A widely contentious and controversial place is the unconditional branch, or Goto statement, which is part of most procedural programming languages, and opponents claim that a goto statement can be misused indefinitely; it gives the program a chance to create confusion. The current consensus is that it should be kept in most languages, and that it should be minimized in terms of the risks it has.

Event-driven programming

In fact, event-driven programming has been applied to program design long before the graphical user interface (GUI) appears, but only when the graphical user interface is widely popular, it gradually evolved into a widely used programming mode.

In procedural design, the code itself gives the order in which the program executes, although the order of execution may be affected by the program's input data.

In an event-driven program design, many parts of the program may be executed at a completely unpredictable time. Often, the execution of these programs is motivated by the interaction of the user with the program being executed.

• event . is to inform that a particular event has occurred (the occurrence is random).
• events and polling . The conduct of polling is constantly observed and judged, and is an endless form of behavior. And the event is quietly waiting for things to happen. In fact, before Windows appears, PC applications that use the mouse input character mode must perform serial polling and in this way query and respond to different user exercises.
• event handler . is a piece of program code that executes when a response is made to an event. The event handler enables the program to respond to the user's behavior.

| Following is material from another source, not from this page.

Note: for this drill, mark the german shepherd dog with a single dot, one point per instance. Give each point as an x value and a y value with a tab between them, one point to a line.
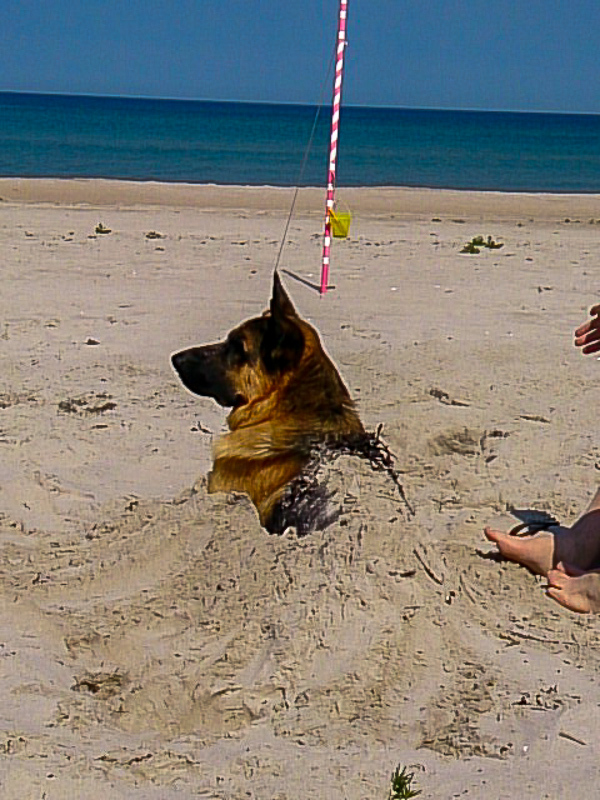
286	397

Event drivers are often used for user interaction with the program, interacting interactively through a graphical user interface (mouse, keyboard, touchpad). Of course, it can also be used for exception handling and responding to user-defined events, and so on.

Event exception handling is more complex than user interaction.

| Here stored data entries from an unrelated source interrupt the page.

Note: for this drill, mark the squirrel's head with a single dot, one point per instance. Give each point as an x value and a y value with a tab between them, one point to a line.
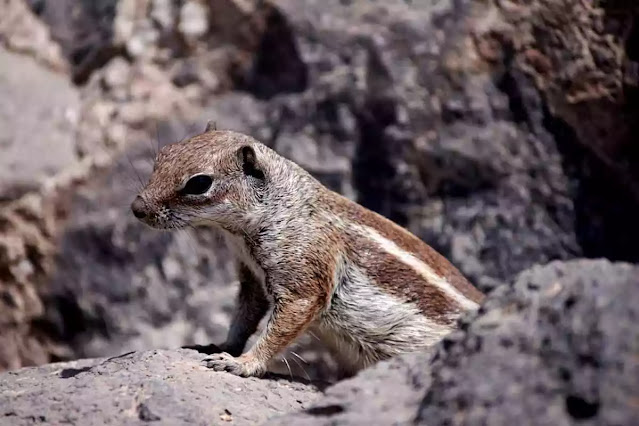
215	178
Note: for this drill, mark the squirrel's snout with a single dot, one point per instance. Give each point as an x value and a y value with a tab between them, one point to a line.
138	207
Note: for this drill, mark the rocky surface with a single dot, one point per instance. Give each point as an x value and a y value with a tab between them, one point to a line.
162	387
558	348
498	131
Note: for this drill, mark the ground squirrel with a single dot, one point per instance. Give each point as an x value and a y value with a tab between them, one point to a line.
311	258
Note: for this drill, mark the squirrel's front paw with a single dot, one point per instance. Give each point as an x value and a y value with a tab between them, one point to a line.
245	365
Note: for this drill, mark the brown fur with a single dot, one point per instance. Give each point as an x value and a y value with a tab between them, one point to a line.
299	250
407	241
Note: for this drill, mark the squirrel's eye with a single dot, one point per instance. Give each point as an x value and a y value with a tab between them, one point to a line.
197	185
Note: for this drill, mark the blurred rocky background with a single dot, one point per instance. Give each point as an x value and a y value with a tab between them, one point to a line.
502	132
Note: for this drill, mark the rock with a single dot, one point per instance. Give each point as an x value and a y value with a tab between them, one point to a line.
456	119
168	387
29	227
193	20
32	126
21	31
563	336
82	29
561	343
386	393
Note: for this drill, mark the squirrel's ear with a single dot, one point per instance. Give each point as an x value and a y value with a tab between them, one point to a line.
249	162
210	125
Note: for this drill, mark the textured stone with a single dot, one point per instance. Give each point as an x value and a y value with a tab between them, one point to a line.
167	387
559	347
37	140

Event-driven is not confined to GUI programming applications only. But we also need to consider more practical issues such as event definition, event triggering, event transformation, event merging, event queuing, event dispatch, event handling, events, and so on.

In fact, so far, we have not found the language for pure event-driven programming and a similar development environment. All event-driven data is based on GUI events.

The event-driven programming languages are: VB, C #, Java (GUI of Java swing), etc. Most of the events they involve are GUI events.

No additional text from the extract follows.